We present a Distributed Parallel GBM. GBM is a state-of-the-art Machine Learning algorithm used to win many of the recent Kaggle competitions. It’s well known for both it’s high quality results, and being very difficult to parallelize. H2O is 0xdata’s high-performance parallel distributed Math platform – single node performance often meets or exceeds C or Fortran codes, and it runs scale-out as well.
We’ll lightly cover the math of GBM itself, then look at the details.
GBM requires tree-building, and that in turn requires building distributed histograms on big data, which in turn has interesting memory, CPU and network implications. For instance, compressing histograms to reduce network latency is faster than brute force.
This talk will demo building and scoring a GBM model on a 100million+ row dataset on a large cluster. We will also cover some GBM concepts, distributed tree-building concepts, and some discussion on programming for distributed computation in general.

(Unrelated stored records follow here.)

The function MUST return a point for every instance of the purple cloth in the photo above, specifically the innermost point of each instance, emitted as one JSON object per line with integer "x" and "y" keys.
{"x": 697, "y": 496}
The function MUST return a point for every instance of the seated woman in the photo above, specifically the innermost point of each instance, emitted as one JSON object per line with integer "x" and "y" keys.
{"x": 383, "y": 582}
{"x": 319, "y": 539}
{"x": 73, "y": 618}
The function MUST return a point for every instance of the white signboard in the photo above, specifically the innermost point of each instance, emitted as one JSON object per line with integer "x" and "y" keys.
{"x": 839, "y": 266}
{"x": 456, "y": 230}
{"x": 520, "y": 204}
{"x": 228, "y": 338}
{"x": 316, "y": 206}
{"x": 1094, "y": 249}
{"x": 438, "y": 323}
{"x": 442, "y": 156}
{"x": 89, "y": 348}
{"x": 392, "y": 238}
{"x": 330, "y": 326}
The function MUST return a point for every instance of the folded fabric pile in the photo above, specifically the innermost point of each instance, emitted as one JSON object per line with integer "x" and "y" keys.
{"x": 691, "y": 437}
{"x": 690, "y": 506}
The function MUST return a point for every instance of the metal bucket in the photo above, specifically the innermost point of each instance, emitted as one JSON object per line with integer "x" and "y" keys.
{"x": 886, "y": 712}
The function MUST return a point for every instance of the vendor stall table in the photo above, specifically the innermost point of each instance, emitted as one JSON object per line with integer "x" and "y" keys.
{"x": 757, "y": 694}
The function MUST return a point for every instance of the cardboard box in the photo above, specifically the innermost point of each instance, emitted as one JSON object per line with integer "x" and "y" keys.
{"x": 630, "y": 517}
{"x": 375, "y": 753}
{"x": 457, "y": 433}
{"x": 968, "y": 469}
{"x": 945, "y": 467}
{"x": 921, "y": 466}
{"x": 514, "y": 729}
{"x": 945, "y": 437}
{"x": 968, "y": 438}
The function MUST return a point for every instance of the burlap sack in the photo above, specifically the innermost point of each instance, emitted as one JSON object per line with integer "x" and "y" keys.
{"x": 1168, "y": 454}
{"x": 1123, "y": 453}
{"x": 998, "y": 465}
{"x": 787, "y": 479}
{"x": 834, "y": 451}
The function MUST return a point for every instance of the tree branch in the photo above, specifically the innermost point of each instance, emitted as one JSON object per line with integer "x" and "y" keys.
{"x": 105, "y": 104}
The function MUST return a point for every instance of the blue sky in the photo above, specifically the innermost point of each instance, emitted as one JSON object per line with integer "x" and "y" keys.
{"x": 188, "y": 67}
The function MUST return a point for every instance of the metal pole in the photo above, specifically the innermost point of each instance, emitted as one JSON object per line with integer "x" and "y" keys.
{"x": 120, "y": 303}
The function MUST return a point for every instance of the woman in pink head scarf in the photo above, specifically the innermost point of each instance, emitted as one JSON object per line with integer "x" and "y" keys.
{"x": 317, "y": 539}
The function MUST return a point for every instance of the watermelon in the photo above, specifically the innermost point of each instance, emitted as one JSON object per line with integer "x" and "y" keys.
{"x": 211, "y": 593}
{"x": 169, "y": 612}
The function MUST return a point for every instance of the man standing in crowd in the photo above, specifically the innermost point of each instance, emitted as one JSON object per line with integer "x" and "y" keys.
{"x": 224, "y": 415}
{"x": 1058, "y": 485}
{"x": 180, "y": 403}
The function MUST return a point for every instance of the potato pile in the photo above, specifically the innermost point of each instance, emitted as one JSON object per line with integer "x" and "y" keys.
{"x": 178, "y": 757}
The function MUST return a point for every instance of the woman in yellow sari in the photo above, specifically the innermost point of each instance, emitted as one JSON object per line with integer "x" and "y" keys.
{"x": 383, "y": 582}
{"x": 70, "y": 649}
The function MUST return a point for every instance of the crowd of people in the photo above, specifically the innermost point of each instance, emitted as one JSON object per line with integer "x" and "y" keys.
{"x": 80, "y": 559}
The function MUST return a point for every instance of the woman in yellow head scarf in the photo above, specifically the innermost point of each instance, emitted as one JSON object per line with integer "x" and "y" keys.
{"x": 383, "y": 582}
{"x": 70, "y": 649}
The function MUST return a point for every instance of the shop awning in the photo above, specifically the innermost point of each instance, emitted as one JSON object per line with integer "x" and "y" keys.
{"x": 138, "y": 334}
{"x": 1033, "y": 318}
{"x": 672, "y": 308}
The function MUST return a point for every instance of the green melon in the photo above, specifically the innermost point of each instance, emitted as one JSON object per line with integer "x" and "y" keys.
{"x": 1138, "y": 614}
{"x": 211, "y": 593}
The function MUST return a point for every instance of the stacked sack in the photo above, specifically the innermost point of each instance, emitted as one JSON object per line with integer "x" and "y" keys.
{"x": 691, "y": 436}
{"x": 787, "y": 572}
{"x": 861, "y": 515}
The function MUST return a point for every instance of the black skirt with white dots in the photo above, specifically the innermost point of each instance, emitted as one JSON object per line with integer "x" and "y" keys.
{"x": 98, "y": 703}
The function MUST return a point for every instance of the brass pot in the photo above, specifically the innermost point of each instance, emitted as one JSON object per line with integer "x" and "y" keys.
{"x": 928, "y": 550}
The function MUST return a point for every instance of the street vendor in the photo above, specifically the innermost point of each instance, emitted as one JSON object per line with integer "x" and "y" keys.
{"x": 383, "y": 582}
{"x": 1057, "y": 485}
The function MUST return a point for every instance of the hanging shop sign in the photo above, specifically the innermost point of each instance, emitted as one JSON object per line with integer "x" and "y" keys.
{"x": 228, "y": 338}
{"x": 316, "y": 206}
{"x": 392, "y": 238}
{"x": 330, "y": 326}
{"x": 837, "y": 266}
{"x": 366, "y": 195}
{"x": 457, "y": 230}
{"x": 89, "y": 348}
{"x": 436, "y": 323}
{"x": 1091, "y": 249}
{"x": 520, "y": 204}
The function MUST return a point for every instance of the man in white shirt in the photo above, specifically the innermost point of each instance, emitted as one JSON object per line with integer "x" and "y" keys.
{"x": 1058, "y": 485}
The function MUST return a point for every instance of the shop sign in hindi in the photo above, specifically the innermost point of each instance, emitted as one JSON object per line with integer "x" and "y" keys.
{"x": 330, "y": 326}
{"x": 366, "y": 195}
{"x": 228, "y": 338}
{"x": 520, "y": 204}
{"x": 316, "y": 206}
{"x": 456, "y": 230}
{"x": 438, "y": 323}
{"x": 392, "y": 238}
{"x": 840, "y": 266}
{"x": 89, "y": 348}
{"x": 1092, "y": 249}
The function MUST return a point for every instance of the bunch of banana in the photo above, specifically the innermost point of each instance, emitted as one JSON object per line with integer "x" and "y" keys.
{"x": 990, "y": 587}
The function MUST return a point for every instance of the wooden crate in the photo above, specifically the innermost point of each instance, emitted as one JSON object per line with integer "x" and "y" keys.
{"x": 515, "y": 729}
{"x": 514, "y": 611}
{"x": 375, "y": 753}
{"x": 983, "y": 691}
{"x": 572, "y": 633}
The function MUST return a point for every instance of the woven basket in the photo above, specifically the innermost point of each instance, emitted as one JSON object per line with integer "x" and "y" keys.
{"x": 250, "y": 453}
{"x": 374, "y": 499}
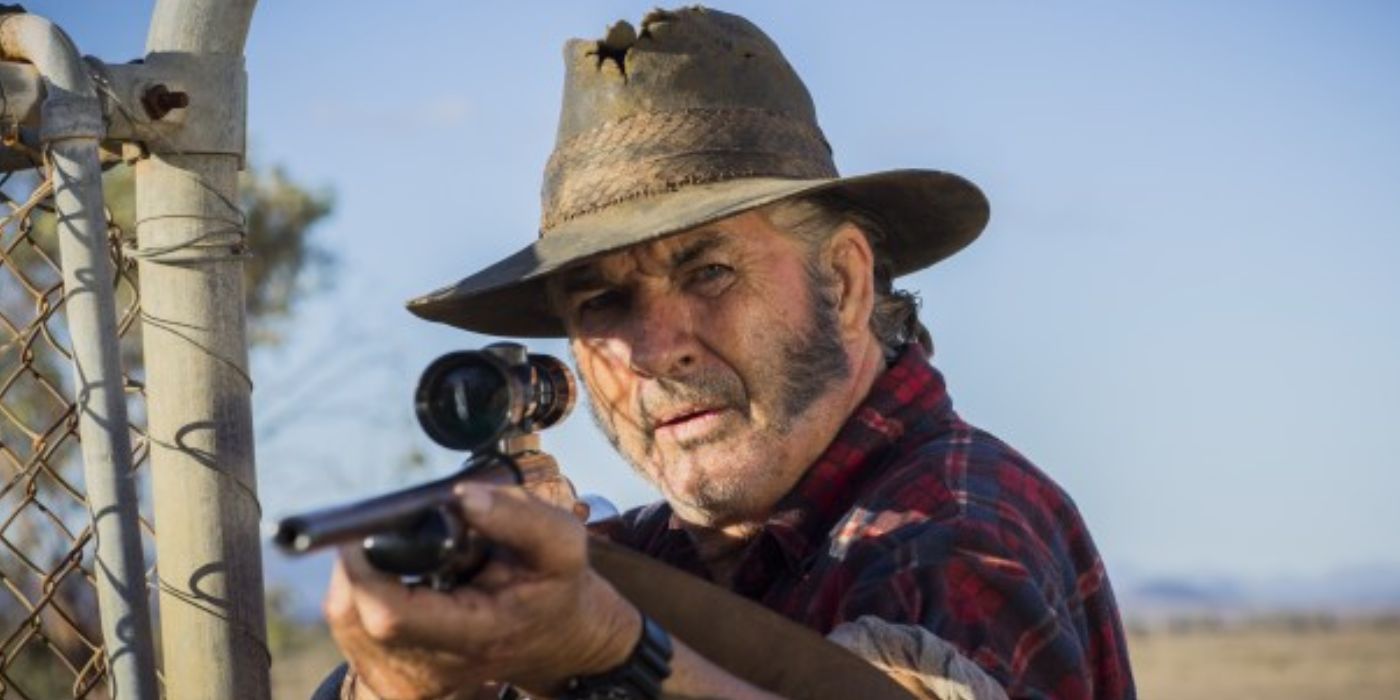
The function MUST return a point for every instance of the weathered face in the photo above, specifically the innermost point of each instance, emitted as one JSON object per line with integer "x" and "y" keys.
{"x": 709, "y": 357}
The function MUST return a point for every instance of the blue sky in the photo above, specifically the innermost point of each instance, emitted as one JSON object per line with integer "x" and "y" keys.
{"x": 1185, "y": 308}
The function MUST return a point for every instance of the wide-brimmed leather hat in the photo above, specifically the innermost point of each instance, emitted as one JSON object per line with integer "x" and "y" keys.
{"x": 692, "y": 119}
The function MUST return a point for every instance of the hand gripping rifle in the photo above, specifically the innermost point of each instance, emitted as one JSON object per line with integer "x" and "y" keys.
{"x": 490, "y": 403}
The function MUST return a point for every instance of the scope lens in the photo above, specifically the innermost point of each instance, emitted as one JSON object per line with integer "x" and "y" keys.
{"x": 465, "y": 405}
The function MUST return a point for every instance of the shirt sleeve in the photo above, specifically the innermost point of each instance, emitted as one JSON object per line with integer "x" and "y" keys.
{"x": 1000, "y": 598}
{"x": 914, "y": 657}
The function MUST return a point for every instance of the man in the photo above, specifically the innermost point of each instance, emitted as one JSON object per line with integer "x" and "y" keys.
{"x": 728, "y": 301}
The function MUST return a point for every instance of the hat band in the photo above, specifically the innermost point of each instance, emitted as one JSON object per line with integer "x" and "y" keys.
{"x": 653, "y": 153}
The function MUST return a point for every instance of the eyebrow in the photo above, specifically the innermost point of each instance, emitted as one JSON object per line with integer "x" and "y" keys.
{"x": 588, "y": 277}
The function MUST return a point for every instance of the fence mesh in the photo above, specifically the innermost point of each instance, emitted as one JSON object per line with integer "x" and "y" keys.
{"x": 49, "y": 636}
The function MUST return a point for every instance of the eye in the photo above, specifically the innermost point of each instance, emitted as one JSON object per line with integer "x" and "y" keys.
{"x": 601, "y": 301}
{"x": 711, "y": 279}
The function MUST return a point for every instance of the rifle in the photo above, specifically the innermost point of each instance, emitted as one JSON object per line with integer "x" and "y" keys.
{"x": 492, "y": 402}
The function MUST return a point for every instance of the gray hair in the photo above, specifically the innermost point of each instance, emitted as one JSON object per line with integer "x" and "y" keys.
{"x": 814, "y": 219}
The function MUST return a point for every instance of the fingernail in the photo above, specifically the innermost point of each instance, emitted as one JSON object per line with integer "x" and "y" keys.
{"x": 475, "y": 497}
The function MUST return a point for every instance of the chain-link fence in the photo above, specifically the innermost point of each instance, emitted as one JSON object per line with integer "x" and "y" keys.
{"x": 49, "y": 636}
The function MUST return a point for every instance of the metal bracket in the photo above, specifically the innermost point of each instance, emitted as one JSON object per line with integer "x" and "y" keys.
{"x": 177, "y": 102}
{"x": 167, "y": 104}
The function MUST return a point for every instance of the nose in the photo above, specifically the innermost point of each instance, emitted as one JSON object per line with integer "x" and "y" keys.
{"x": 661, "y": 336}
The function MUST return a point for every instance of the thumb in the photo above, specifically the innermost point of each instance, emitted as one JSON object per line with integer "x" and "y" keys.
{"x": 541, "y": 535}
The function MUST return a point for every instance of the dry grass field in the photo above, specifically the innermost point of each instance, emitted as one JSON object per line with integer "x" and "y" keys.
{"x": 1276, "y": 660}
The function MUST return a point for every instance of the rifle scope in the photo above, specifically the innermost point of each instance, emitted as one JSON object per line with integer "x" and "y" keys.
{"x": 471, "y": 401}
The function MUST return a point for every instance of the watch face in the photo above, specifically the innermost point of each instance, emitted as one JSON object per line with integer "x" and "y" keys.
{"x": 639, "y": 678}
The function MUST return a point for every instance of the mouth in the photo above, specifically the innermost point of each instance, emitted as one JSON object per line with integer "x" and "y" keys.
{"x": 690, "y": 424}
{"x": 685, "y": 416}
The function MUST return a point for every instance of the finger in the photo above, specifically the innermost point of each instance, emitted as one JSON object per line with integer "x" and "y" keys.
{"x": 543, "y": 538}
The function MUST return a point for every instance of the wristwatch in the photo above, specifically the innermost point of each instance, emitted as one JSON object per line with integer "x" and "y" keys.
{"x": 639, "y": 678}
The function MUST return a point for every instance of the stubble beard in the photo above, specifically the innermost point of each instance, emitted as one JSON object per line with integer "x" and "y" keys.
{"x": 808, "y": 364}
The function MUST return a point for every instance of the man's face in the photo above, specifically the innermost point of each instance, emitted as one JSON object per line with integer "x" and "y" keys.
{"x": 709, "y": 357}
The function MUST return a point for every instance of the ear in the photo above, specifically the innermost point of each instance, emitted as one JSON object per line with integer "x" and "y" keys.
{"x": 851, "y": 262}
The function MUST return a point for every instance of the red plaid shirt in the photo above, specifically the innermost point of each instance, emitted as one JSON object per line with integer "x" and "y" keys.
{"x": 919, "y": 518}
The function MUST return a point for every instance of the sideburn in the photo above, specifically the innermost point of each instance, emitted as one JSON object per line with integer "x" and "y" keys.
{"x": 815, "y": 359}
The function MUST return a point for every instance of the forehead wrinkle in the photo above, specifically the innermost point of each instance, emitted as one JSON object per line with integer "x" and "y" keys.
{"x": 618, "y": 266}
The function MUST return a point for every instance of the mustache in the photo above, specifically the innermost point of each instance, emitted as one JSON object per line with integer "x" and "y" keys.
{"x": 665, "y": 396}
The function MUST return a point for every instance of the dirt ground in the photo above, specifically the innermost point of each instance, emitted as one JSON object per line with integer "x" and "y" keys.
{"x": 1276, "y": 660}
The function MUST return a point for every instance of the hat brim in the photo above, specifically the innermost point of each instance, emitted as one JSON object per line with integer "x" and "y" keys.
{"x": 928, "y": 216}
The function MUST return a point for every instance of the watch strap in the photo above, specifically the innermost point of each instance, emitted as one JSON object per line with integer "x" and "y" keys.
{"x": 639, "y": 678}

H2O is a pure Java open-source product, source code is available on Github.
Cliff Click is the CTO and Co-Founder of 0xdata, a firm dedicated to creating a new way to think about web-scale math and real-time analytics. I wrote my first compiler when I was 15 (Pascal to TRS Z-80!), although my most famous compiler is the HotSpot Server Compiler (the Sea of Nodes IR). I helped Azul Systems build an 864 core pure-Java mainframe that keeps GC pauses on 500Gb heaps to under 10ms, and worked on all aspects of that JVM. Before that I worked on HotSpot at Sun Microsystems, and am at least partially responsible for bringing Java into the mainstream.
I am invited to speak regularly at industry and academic conferences and has published many papers about HotSpot technology. I hold a PhD in Computer Science from Rice University and about 15 patents.